DEVA temsilcisi İbrahim Çanakçı'nın " 'Faizi düşürdük' ibaresi tamamen bir safsatadan ibarettir; faizlerin düşürülmesi söz konusu değil, tablo ortada. Merkez Bankası'nın aldığı faizi düşürüyorsunuz, Hazine'nin ödediği faiz %17'den %28'lere kadar çıktı" sözleri ise kamuoyundaki genel bir yanlışın tekrarı olmak bakımından düşündürücü. Gerçek şu ki, piyasada oluşan kredi faizlerinin ortalama düzeyi enflasyon oranının yarısının altına çekilmişse, orada reel anlamda düşük faizler var demektir. Bu müthiş bir kredi pompalaması anlamındadır. O kadar ki, iktidar son önlemleriyle bunu en azından tüketici kredileri için sınırlamaya bile yönelmiştir.

Öte yandan, gazetecilerin, "devlet zararından şahsi mallarıyla sorumluluğu meydana getirecek bir yasal düzenleme yapmayı planlıyor musunuz" sorusuna yanıt veren İYİ Parti temsilcisi Durmuş Yılmaz'ın "gerek Merkez Bankası'nın İstanbul'a taşınması gerekse kamu maliyesiyle ilgili gerçeklerin ve verilerin ortaya çıkarılması üzerine sebep olunan bütün zararlar incelenecek, meri mevzuat çerçevesinde ilgililere rücu edilecek ve bu zararlar tazmin ettirilecektir" ifadesinin, AKP döneminin sorumluluğunu paylaşan DEVA ve Gelecek Partileri yöneticileri tarafından ne ölçüde paylaşılacağı ayrı bir sorun alanı olarak durmaktadır.

Sert sınıf savaşlarında bölüşüm

Tamam, sayılan türde önlemler bazı kısa vadeli iyileşmelere, bazı belirsizlikliklerin giderilmesine yardımcı olabilecektir. Peki ya orta ve uzun vadede? AKP döneminin 20 yıllık tahribatı nasıl giderilecektir? 
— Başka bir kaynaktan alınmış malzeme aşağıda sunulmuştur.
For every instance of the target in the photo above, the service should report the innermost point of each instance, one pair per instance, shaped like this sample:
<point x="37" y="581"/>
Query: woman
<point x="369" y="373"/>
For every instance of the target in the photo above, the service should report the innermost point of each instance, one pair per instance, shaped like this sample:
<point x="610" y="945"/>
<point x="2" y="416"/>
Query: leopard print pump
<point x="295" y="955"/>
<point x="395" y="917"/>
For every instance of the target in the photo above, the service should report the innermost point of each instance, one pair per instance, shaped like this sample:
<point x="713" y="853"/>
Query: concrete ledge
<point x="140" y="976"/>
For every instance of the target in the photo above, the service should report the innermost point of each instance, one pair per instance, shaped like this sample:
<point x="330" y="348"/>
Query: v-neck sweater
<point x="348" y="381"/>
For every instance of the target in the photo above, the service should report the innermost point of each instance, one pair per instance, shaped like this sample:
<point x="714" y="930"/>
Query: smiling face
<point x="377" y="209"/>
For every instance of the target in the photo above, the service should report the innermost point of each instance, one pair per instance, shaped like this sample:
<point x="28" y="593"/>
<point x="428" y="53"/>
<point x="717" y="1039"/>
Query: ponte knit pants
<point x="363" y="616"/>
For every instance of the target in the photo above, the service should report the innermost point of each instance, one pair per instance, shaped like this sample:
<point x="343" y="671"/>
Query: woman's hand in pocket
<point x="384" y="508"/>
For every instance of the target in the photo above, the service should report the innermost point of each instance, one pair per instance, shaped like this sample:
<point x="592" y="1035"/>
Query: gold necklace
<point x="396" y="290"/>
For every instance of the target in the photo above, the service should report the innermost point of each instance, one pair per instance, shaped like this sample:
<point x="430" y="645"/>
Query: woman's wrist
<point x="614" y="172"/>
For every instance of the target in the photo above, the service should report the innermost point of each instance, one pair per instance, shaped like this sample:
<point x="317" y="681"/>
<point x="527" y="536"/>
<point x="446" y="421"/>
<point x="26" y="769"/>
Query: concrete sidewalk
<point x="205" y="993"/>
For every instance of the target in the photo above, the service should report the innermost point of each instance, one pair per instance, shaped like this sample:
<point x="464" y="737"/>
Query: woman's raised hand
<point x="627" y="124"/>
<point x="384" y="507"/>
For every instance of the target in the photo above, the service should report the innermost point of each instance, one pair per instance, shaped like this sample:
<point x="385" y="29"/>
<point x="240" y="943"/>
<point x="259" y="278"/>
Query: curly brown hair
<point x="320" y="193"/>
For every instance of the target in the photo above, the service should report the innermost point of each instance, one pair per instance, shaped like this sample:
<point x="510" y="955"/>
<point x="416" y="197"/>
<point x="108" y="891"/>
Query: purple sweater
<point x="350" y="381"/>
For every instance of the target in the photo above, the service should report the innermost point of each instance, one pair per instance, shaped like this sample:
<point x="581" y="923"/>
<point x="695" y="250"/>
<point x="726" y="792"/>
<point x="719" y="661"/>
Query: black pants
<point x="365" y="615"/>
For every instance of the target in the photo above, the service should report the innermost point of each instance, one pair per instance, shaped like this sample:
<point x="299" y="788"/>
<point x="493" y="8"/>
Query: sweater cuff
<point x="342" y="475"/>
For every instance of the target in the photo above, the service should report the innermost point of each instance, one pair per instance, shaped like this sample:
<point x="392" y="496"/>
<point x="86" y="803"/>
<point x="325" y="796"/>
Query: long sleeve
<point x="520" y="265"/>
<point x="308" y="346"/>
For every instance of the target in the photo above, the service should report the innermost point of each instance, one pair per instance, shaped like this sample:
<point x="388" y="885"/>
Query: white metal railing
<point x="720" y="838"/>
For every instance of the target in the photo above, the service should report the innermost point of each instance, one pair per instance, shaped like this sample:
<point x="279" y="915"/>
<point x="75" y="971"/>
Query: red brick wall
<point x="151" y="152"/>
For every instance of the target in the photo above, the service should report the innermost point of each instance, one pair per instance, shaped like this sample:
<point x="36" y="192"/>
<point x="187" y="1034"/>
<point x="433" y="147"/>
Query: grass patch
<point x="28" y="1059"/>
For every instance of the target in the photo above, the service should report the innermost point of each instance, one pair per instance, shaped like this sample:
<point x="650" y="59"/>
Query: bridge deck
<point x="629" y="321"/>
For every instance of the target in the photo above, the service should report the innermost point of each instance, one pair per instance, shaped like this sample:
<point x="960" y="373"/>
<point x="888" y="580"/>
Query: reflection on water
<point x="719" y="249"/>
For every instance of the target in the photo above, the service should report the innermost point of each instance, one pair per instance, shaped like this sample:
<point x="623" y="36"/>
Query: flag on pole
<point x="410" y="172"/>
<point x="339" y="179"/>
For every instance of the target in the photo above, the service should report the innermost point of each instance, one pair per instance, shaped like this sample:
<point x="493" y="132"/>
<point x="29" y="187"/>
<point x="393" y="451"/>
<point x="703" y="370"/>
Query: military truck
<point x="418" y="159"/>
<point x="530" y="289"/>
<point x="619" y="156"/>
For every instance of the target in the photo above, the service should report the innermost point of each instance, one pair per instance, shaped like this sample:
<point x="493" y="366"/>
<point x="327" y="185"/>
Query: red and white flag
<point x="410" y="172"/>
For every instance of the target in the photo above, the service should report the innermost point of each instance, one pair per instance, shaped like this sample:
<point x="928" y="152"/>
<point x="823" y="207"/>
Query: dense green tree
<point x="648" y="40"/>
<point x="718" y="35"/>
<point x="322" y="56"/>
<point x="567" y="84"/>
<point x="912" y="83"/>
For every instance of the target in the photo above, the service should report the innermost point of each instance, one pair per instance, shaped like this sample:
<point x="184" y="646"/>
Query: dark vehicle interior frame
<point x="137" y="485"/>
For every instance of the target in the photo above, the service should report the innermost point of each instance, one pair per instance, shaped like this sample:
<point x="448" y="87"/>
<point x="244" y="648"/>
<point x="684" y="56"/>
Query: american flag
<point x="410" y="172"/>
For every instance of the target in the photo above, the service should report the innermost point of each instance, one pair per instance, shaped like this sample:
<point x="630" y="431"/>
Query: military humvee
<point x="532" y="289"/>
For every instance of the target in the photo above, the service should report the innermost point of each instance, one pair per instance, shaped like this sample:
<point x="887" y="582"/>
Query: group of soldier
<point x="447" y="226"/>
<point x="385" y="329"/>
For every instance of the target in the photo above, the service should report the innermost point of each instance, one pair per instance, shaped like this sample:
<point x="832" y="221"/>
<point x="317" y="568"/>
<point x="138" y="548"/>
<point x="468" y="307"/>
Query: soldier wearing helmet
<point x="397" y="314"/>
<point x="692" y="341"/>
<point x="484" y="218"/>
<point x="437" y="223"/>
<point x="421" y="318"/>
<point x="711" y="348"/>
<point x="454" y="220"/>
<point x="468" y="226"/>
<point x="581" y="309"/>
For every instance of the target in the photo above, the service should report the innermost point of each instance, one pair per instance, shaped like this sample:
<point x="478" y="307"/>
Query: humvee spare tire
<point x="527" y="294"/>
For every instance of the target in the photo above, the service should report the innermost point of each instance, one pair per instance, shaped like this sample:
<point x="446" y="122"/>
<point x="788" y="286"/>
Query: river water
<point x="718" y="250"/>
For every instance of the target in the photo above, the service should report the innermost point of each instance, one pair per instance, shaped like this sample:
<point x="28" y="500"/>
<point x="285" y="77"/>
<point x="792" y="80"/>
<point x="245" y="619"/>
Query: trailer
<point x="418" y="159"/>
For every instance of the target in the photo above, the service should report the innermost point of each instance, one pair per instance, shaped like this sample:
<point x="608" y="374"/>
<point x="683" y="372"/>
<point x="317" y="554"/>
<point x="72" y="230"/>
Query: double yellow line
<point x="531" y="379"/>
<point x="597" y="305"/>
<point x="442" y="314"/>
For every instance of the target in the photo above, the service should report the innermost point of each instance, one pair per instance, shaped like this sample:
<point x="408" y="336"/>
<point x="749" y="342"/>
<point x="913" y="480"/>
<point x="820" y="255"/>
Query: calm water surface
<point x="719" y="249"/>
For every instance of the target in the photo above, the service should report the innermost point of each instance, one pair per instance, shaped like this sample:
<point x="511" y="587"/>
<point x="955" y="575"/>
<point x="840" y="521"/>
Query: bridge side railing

Özellikle de iki alanda: Toplumun küçük bir azınlığını oluşturan sermaye ve rantiyeler lehine döndürülmüş azgın bir bölüşüm eşitsizliğini nasıl düzelteceksiniz? Peşinen söyleyelim: "Beşli çete" ve Hazine'den beslenen "KÖİ/YİD" girişimleri pek küçük bir hedef olacaktır. İkincisi, kamu mülkiyetinin yağmalanmasının hesabını sormak, birkaç simgesel teşebbüsle sınırlı tutulamayacak kadar kapsamlı olmak zorundadır. Bunu yapabilecek bir siyasi iradenin "Altılı Masa"dan çıkması mümkün müdür? 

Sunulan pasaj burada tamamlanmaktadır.